Critical points of a polynomial are where the derivative is zero, indicating potential peaks, troughs, or flat areas. For a cubic polynomial, like the one in our problem, there could be at most two real critical points. In our scenario, the critical point is at \( x = 2 \). This means that if we were to graph the polynomial, at \( x = 2 \), the slope of the tangent will be zero, representing either a local maximum or minimum. To find a critical point, set the first derivative of the polynomial equal to zero and solve for \( x \). Understanding this helps in determining the shape and behavior of the polynomial at specific points on its graph.

Inflection points occur where the second derivative of a polynomial changes sign. This indicates a change in the curve's concavity. For cubic polynomials, typically, there's one inflection point. In this problem, the inflection point is given at \((1, 4)\). At an inflection point, the second derivative \( f''(x) \) is zero but changes sign around \( x \). This means the curve changes from concave up to concave down, or vice versa. You can locate the inflection point by setting the second derivative equal to zero and solving for \( x \). Recognizing inflection points aids in comprehending the overall shape and curvature of a polynomial graph.
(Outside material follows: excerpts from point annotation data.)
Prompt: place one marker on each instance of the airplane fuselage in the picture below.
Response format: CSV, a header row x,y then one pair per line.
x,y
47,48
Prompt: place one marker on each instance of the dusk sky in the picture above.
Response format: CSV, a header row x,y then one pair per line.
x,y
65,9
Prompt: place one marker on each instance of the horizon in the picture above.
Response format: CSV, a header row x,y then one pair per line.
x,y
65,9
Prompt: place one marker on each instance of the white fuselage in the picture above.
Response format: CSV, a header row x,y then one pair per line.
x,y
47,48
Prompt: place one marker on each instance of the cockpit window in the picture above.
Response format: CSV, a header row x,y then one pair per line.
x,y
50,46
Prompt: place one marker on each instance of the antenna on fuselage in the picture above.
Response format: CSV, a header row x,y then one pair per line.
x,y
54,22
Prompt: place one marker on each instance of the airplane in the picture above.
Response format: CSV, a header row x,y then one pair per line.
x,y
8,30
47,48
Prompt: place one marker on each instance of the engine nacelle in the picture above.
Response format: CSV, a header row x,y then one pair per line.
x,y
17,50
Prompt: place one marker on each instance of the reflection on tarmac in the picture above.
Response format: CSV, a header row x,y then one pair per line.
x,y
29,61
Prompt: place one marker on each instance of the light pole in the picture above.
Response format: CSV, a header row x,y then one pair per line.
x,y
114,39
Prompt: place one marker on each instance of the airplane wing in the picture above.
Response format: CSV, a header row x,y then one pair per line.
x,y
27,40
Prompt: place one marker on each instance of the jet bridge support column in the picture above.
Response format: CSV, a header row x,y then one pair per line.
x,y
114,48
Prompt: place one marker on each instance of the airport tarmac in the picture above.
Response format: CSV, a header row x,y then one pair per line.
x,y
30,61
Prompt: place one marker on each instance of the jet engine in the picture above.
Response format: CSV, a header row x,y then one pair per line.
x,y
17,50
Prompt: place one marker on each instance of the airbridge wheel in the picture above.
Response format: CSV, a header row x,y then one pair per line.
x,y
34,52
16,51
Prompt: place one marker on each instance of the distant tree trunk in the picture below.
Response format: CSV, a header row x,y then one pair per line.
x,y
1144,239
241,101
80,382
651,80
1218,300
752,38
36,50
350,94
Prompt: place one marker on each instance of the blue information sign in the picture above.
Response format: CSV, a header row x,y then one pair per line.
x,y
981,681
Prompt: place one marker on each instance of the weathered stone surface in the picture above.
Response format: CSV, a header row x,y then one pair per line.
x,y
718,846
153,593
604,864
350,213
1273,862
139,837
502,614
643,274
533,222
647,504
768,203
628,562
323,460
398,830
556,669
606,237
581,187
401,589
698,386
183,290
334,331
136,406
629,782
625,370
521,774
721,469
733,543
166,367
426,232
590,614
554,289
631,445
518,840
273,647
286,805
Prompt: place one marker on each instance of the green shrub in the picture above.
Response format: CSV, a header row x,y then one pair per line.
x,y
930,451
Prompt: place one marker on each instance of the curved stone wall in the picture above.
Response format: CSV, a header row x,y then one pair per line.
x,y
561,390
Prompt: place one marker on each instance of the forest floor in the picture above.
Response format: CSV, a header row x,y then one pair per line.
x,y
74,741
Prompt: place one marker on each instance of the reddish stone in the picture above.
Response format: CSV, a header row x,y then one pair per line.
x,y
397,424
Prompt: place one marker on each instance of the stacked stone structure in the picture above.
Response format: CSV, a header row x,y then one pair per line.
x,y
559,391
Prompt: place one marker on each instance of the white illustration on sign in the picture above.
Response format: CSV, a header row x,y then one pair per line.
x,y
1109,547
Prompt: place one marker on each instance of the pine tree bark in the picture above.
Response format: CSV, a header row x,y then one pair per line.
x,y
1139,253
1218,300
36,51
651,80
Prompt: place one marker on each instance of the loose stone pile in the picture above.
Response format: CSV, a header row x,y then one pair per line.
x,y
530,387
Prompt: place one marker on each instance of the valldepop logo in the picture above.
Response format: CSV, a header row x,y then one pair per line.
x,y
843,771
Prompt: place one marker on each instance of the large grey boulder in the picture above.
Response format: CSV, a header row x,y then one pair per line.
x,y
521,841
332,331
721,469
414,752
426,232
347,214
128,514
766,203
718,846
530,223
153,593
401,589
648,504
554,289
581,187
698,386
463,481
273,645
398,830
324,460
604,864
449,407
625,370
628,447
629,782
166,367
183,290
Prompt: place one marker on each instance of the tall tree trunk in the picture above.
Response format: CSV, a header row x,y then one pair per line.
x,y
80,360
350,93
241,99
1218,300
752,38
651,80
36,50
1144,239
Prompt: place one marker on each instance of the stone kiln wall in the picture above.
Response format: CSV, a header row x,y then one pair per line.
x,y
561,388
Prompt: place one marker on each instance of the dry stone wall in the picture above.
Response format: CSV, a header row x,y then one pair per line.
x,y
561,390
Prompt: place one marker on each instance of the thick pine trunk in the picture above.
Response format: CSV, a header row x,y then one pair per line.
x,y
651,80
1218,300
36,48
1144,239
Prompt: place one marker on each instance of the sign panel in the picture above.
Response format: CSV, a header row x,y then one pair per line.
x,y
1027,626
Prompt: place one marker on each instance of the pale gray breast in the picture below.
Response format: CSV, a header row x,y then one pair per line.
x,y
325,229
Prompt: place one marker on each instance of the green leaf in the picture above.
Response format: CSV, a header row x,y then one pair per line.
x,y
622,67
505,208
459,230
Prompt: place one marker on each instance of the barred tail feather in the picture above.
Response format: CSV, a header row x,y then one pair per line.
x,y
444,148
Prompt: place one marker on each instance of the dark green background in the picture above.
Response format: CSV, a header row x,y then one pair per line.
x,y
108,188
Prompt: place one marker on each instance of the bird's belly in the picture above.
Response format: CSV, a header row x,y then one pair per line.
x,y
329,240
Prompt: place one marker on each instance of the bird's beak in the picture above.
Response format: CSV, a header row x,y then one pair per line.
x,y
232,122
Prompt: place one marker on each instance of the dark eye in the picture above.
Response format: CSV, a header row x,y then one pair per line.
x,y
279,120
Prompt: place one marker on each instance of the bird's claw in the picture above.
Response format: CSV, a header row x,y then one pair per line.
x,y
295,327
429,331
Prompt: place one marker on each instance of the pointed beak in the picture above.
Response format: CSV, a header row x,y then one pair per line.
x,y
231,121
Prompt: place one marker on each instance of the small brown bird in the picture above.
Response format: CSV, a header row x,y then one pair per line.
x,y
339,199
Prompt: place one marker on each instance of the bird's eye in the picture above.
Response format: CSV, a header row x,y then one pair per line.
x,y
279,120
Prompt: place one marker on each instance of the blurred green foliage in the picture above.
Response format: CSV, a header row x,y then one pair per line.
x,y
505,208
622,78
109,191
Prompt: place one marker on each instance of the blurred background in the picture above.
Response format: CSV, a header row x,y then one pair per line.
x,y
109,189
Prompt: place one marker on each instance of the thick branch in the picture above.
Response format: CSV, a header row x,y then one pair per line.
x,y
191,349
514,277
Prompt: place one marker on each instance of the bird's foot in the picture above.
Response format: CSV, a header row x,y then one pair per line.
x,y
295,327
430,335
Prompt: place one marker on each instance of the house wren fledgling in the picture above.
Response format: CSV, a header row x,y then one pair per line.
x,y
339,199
A cubic polynomial equation is expressed as \( f(x) = ax^3 + bx^2 + cx + d \), where \( a, b, c, \) and \( d \) are coefficients. The leading coefficient \( a \), given as 1 in this exercise, indicates the degree of the polynomial. For our specific problem, the process involves:

• Setting the derivative \( f'(x) \) equal to zero to find critical points.
• Utilizing the second derivative \( f''(x) \) to find inflection points, like \((1, 4)\), by ensuring \( f''(1) = 0 \).
• Determining constants by using known points. For example, substitute \((1, 4)\) into \( f(x) \) to solve for \( d \).

This method allows us to systematically solve for the coefficients in the polynomial, ensuring the shape and properties of the curve meet the requirements for critical and inflection points.